Vivemos anos escondidos, reprimidos e presos dentro da pior prisão que existe no mundo. Aquela prisão que mantemos sob o segredo e o medo de sermos julgados e marginalizados por quem somos. A prisão dos nossos atos, desejos e ações.
É preciso se educar, se reeducar, manter um castelo de aparências que não condiz com o que realmente somos. Dentro do peito só se vê o grito daqueles que só querem ser o que são!
A vontade de ser feliz é menor que o medo de ser infeliz. Daí, somos obrigados a sermos e estarmos na tristeza. Um ou outro têm coragem de se despir dos personagens que a vida os obrigou com que se represente. Porém uma moça chamada Conduta e sua irmã norma, traiçoeiras, nos tiram a própria vida. Por sermos quem somos, e vivemos como desejamos viver.

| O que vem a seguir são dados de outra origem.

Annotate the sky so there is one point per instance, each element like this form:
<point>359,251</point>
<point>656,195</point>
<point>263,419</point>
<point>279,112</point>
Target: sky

O que acontece é que olhando ao meu redor eu vejo inúmeras pessoas infelizes, esperando uma atitude renovada para encontrar o caminho da verdadeira felicidade.
Acontece que esta felicidade está lá fora, na rua. E é para lá que vou, com medo, porém, com a certeza que posso ser ao invés de fingir, que posso sorrir ao invés de chorar.
Quer saber onde estou?
Eu tô na rua, sempre na rua!
E é na rua que lutarei pelos mesmos direitos que os seus, pelo mesmo amor que por direito você pode nutrir. Mesmo que para isso deixe minha vida nas mãos de uma alma mais retrograda. Pois acredito que me tornarei imortal na vida daquele que lá na frente poderá gozar do maior direito de todos os direitos, a vida, o amor e o próprio desejo.